In a statement provided by the Bureau of Prisons, the sister of Ms. Jackson, one of Mr. Higgs’s victims, said that the news of Mr. Higgs’s execution date brought “mixed emotions.” His family is now going through the same pain hers experienced, she added.

“On one hand, I felt we were finally going to get justice, but on the other, I felt sad for your family,” she said. “When the day is over, your death will not bring my sister and the other victims back. This is not closure, this is the consequence of your actions.”

Mr. Trump was not receptive to pleas for leniency for Mr. Higgs or for any of the 12 inmates who were executed before him. The Supreme Court — which now has three Trump appointees, solidifying its conservative majority — also denied his requests for reprieve. Shortly before Mr. Higgs’s execution, the justices had vacated a stay from the Fourth Circuit that temporarily blocked the government.

Each of the court’s more liberal justices indicated that they disagreed. Justice Stephen G. Breyer listed questions that the recent federal death penalty cases have raised, among them, “To what extent does the government’s use of pentobarbital for executions risk extreme pain and needless suffering?” and, “Has an inmate demonstrated a sufficient likelihood that she is mentally incompetent — to the point where she will not understand the fact, meaning, or significance of her execution?”

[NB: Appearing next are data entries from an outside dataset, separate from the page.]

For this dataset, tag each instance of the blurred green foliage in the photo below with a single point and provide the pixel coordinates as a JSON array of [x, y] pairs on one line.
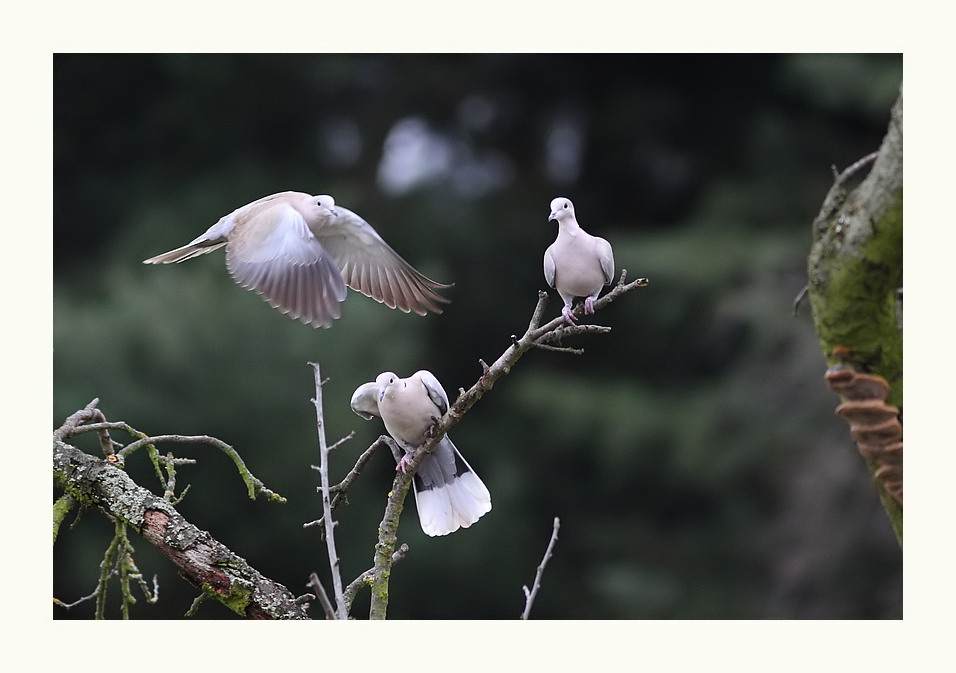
[[691, 454]]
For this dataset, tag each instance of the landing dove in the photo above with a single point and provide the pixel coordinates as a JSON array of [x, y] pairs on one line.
[[300, 251], [448, 493], [577, 264]]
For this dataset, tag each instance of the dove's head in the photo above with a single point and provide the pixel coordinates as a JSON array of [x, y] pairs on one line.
[[384, 381], [561, 209], [318, 208]]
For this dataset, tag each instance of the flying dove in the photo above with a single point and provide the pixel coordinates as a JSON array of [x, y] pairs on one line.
[[576, 264], [300, 251], [448, 493]]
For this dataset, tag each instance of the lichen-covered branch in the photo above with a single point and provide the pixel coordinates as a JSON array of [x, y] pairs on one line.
[[209, 565], [855, 276], [535, 336]]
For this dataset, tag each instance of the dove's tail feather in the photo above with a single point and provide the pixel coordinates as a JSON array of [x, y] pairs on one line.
[[446, 508], [448, 493]]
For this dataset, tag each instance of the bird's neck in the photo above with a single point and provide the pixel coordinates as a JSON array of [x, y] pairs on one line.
[[569, 227]]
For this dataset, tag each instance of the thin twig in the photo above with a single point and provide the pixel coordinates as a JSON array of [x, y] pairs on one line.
[[365, 578], [530, 595], [316, 585], [326, 503], [340, 490]]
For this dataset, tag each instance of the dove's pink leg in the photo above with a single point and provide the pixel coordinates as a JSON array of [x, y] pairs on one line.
[[404, 462], [568, 316]]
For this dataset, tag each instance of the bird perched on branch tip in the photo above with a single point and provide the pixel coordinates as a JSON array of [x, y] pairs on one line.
[[448, 493], [577, 264]]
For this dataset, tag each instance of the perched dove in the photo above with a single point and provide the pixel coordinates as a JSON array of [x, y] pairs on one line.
[[300, 251], [448, 493], [576, 264]]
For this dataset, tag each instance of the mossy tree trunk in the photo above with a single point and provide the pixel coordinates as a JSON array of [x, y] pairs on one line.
[[855, 287]]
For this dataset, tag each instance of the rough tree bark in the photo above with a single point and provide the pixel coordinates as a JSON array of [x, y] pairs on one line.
[[206, 563], [855, 287]]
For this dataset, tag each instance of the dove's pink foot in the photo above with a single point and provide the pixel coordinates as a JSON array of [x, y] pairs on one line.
[[403, 463]]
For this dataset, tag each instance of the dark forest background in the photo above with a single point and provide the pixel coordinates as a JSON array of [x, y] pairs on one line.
[[692, 454]]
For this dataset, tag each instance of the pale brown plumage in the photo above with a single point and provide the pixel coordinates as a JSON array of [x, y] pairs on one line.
[[448, 493], [577, 264], [300, 251]]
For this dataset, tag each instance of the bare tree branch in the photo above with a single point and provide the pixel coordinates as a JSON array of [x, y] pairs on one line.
[[203, 561], [535, 335], [340, 611], [530, 595]]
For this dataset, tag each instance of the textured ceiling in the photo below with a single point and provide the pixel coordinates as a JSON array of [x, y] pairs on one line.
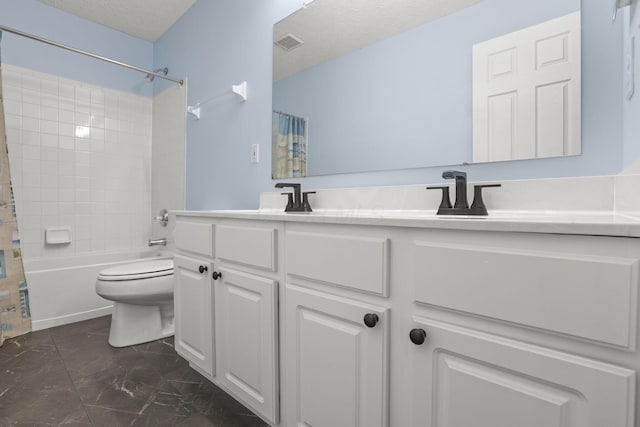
[[330, 28], [145, 19]]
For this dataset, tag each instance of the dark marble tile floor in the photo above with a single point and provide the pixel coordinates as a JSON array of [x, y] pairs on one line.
[[70, 376]]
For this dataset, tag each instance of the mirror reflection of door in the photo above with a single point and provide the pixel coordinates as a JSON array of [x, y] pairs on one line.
[[526, 92]]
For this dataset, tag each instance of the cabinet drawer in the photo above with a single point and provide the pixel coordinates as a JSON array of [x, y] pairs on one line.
[[252, 246], [358, 262], [195, 237], [584, 295]]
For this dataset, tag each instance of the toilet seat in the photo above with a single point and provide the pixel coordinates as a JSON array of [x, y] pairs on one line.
[[138, 270]]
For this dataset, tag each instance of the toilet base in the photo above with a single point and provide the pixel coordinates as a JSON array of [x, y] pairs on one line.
[[136, 324]]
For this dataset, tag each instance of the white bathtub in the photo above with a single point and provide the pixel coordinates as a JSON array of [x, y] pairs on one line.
[[62, 290]]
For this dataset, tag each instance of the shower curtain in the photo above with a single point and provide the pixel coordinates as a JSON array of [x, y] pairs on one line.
[[15, 318], [290, 153]]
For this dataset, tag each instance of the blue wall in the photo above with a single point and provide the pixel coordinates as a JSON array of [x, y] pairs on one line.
[[405, 101], [219, 43], [38, 19]]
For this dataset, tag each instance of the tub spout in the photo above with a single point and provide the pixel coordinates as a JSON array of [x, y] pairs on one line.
[[158, 242]]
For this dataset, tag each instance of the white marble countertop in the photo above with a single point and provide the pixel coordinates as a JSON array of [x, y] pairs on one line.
[[560, 222]]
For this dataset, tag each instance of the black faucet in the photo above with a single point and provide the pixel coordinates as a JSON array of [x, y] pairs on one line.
[[297, 203], [461, 207], [461, 188]]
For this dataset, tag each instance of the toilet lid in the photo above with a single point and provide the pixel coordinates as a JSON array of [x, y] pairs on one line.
[[138, 270]]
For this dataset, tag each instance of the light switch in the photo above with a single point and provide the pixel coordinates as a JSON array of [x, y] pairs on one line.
[[255, 153]]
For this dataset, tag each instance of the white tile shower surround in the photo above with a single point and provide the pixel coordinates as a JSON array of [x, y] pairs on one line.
[[80, 157]]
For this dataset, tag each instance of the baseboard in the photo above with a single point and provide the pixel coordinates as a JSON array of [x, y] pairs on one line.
[[51, 322]]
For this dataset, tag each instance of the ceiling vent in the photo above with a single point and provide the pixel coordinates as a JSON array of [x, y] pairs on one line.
[[289, 42]]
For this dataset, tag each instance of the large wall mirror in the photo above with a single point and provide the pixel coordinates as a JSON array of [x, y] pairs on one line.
[[369, 85]]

“None of these legal questions is frivolous,” he wrote. “What are courts to do when faced with legal questions of this kind? Are they simply to ignore them? Or are they, as in this case, to ‘hurry up, hurry up’? That is no solution.”

But the longer the delay, he argued, the weaker the “basic penological justifications” and the greater the psychological suffering for the prisoner. As he has done before, Justice Breyer called into question the constitutionality of the death penalty itself.